The International Energy Agency estimates that more than 620 million people in sub-Saharan Africa live without electricity. In two-thirds of sub-Saharan African countries, less than 50 per cent of the population has access to power, while the average energy consumption per capita of the region is not enough to continuously power a single 50-watt lightbulb.
Power is routinely cited by large and small businesses as the most significant barrier to their success, adding huge costs to them and their customers.
Poor infrastructure slows foreign direct investment and limits countries in their attempts to diversify their economies away from primary commodity export.

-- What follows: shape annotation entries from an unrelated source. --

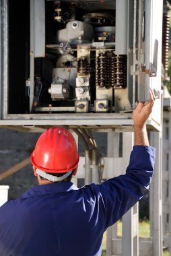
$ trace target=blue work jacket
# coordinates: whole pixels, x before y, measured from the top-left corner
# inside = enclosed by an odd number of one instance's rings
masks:
[[[156,150],[135,146],[126,174],[78,189],[38,185],[0,207],[1,256],[100,256],[106,228],[148,189]]]

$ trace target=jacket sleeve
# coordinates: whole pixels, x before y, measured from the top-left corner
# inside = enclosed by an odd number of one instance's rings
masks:
[[[135,146],[125,175],[98,185],[99,209],[106,228],[120,219],[149,189],[153,172],[156,149]]]

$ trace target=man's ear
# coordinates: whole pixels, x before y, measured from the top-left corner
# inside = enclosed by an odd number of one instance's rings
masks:
[[[78,168],[77,167],[75,170],[73,170],[73,176],[76,175],[77,171],[77,168]]]
[[[32,166],[32,167],[33,167],[33,170],[34,170],[34,175],[36,176],[36,177],[37,177],[38,174],[36,172],[36,168],[35,166]]]

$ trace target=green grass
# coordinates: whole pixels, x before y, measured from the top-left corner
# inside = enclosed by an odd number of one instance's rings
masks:
[[[118,236],[122,235],[122,221],[119,220],[117,222],[117,234]],[[149,237],[150,235],[150,225],[147,220],[141,220],[139,222],[139,236],[141,237]],[[102,241],[102,256],[106,256],[106,232],[104,232]],[[163,256],[169,256],[169,251],[168,249],[164,249]]]

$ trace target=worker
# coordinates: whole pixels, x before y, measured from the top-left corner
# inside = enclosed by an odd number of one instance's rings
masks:
[[[68,130],[52,127],[40,136],[31,155],[39,185],[0,207],[1,256],[101,255],[106,228],[149,189],[156,149],[145,121],[154,100],[150,90],[149,101],[134,110],[135,145],[125,174],[102,184],[78,189],[71,181],[79,154]]]

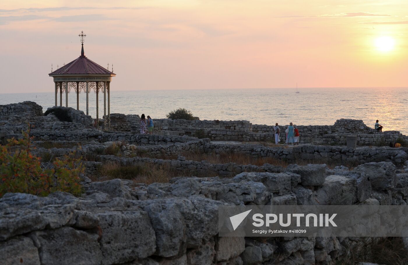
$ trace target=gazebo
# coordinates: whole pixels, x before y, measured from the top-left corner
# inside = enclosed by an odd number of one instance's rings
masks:
[[[99,120],[98,94],[100,90],[103,92],[104,128],[110,127],[110,115],[111,81],[116,76],[113,72],[91,61],[84,52],[84,38],[86,35],[82,31],[79,35],[82,48],[81,56],[71,62],[57,69],[49,75],[54,79],[55,84],[55,105],[58,104],[58,94],[60,94],[60,106],[62,105],[62,93],[65,93],[65,107],[68,106],[68,93],[73,88],[77,96],[77,110],[79,109],[79,93],[83,91],[86,94],[86,115],[88,113],[89,94],[93,89],[96,93],[96,119]],[[108,95],[108,115],[106,116],[106,94]],[[106,124],[107,121],[107,125]]]

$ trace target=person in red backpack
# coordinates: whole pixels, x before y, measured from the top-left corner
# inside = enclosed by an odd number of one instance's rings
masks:
[[[295,125],[293,126],[295,129],[293,132],[295,133],[295,143],[293,145],[298,145],[299,144],[299,130],[297,129],[297,126]]]

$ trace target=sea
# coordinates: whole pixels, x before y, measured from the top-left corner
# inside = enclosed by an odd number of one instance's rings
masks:
[[[253,88],[202,90],[117,91],[111,95],[111,113],[144,114],[166,117],[184,108],[200,120],[245,120],[253,124],[332,125],[341,118],[362,120],[373,127],[377,119],[383,130],[408,134],[408,88]],[[80,94],[80,109],[85,112],[86,96]],[[89,114],[96,116],[96,94],[90,93]],[[99,96],[99,117],[104,113],[103,94]],[[35,101],[43,111],[55,104],[53,92],[0,94],[0,105]],[[59,104],[59,95],[58,99]],[[62,104],[65,105],[65,94]],[[75,93],[69,107],[76,107]]]

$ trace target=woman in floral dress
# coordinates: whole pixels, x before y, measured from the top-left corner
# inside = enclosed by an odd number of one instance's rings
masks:
[[[146,131],[146,118],[144,117],[144,114],[142,114],[140,117],[140,134],[144,134]]]

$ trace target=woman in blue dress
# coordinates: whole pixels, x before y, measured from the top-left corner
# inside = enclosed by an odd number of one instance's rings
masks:
[[[288,127],[288,143],[293,144],[295,142],[295,134],[293,131],[295,128],[293,127],[293,124],[292,123],[289,123],[289,127]]]

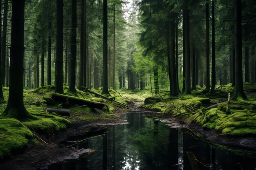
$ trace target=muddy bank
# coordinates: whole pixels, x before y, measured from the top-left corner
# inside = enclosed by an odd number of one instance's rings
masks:
[[[255,136],[234,136],[228,134],[221,134],[218,133],[214,130],[203,128],[202,126],[193,122],[188,125],[181,118],[175,117],[171,115],[161,114],[141,108],[132,108],[130,111],[146,113],[148,115],[158,117],[161,121],[166,122],[168,126],[172,128],[189,129],[191,132],[195,134],[195,136],[197,134],[199,133],[203,135],[203,137],[201,138],[202,139],[220,144],[256,149],[256,137]]]
[[[130,106],[132,108],[134,106],[131,104]],[[110,126],[126,124],[122,117],[127,110],[118,107],[115,109],[115,118],[113,119],[93,121],[76,120],[65,131],[47,131],[43,134],[36,134],[40,144],[29,144],[27,148],[20,151],[18,155],[15,153],[7,158],[8,160],[2,160],[0,169],[43,170],[52,163],[76,159],[82,155],[90,154],[90,149],[78,149],[72,145],[76,143],[77,139],[102,134]]]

Unreliable or inaccessible power has a cost that goes beyond GDP figures and business growth, impacting on healthcare and education outcomes, which in turn have long-term implications for the future prosperity of individuals and societies.

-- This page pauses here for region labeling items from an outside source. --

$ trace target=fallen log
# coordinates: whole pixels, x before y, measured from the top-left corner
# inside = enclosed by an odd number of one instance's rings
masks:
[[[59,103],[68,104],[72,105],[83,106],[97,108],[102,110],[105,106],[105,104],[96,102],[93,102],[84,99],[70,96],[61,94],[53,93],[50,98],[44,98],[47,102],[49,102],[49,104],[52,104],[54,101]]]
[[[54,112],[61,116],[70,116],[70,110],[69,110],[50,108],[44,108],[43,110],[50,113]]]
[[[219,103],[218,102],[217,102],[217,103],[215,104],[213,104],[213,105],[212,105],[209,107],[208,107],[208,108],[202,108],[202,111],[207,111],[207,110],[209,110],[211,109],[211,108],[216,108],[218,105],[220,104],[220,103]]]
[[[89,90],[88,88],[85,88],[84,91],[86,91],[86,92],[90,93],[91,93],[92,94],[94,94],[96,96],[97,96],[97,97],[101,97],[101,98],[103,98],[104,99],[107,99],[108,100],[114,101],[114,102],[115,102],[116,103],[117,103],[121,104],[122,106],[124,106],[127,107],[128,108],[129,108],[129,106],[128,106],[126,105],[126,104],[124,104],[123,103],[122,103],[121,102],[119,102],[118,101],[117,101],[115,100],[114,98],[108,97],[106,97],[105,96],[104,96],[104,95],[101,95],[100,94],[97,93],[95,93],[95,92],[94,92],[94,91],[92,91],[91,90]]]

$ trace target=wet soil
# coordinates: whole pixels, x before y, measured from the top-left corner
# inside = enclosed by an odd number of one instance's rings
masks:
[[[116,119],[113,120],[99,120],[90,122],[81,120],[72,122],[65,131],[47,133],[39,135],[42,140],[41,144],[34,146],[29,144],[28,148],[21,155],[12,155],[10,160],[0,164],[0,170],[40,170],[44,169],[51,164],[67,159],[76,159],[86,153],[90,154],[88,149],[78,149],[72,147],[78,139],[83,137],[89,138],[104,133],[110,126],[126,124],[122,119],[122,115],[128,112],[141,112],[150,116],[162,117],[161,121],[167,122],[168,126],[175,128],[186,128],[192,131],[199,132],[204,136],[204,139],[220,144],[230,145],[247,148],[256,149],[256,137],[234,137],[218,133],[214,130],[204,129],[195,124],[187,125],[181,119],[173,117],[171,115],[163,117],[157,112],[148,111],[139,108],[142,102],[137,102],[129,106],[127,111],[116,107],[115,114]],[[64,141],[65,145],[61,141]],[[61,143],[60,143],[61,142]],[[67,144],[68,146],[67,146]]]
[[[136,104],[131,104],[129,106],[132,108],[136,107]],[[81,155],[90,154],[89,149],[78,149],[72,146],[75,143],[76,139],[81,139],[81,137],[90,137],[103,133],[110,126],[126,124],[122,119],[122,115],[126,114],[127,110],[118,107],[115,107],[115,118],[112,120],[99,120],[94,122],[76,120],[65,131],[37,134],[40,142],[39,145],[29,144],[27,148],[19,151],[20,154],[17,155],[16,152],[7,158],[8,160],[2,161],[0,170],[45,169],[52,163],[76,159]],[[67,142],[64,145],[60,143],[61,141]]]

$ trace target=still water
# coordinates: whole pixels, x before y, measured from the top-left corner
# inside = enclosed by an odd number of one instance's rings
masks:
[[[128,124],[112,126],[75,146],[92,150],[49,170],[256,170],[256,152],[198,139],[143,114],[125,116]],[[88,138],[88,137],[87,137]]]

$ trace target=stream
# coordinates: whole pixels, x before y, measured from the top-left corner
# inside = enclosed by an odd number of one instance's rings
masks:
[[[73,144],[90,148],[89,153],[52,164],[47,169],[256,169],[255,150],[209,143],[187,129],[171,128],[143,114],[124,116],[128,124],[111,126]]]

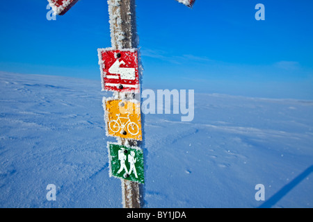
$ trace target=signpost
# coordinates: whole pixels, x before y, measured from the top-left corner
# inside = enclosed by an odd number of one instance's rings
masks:
[[[195,0],[177,0],[192,7]],[[64,15],[78,0],[48,0],[57,15]],[[111,47],[98,49],[102,90],[113,92],[113,98],[103,99],[108,136],[118,143],[108,143],[110,176],[120,178],[125,208],[141,207],[143,184],[144,140],[140,101],[141,92],[135,0],[107,0]]]
[[[49,4],[56,15],[63,15],[79,0],[48,0]]]

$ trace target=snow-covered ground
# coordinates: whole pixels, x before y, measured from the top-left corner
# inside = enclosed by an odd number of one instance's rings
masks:
[[[0,207],[122,207],[100,83],[0,73]],[[195,93],[180,117],[145,115],[145,207],[313,207],[313,101]]]

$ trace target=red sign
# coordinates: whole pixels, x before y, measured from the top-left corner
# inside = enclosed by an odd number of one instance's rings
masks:
[[[137,50],[99,49],[98,56],[103,90],[139,92]]]
[[[63,15],[79,0],[48,0],[49,4],[56,15]]]
[[[195,0],[177,0],[177,1],[191,8],[193,6],[193,3],[195,1]]]

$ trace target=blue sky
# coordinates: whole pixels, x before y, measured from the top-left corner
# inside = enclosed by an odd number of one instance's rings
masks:
[[[257,3],[265,20],[257,21]],[[49,21],[47,1],[0,7],[0,71],[99,80],[111,46],[106,0]],[[144,88],[313,99],[313,1],[136,0]]]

The cost of addressing the gap in power infrastructure is estimated at $100bn per year – almost 10 per cent of the GDP of the region – an enormous sum, given a slowing outlook for growth across much of Africa, and a persistently complex global environment for investors.
Infrastructure investments are typically long-term and capital intensive – many take years to design, finance and build – but the need in Africa is growing.
The population dynamics of the continent, particularly in countries south of the Sahara, have inspired many research reports promising a ‘demographic dividend’.
A huge, young and increasingly well educated workforce should drive African economies’ progress, but the speed at which it is expanding risks outpacing countries’ capacity to build infrastructure.
The IEA predicts that, while 950 million people will gain access to electricity in Africa between 2014 and 2040, demographic expansion will mean that 75 per cent of the population will still be without power.
A step-change in investment into electricity generation, distribution and efficiency is needed over the next quarter of a century to unlock the potential of Africa’s demographic boom.
Africa holds some of the most exciting markets for investment in the world, and its growing and increasingly wealthy population offers enormous potential for developers who can overcome the perceptions of risk.
Conversations with investors, development professionals and industrial and individual consumers of electricity in Africa suggest that a complex but achievable mix of regulatory reforms, resource management and regional cooperation could create the environment to attract that investment and ensure that it is catalytic to the development of African societies.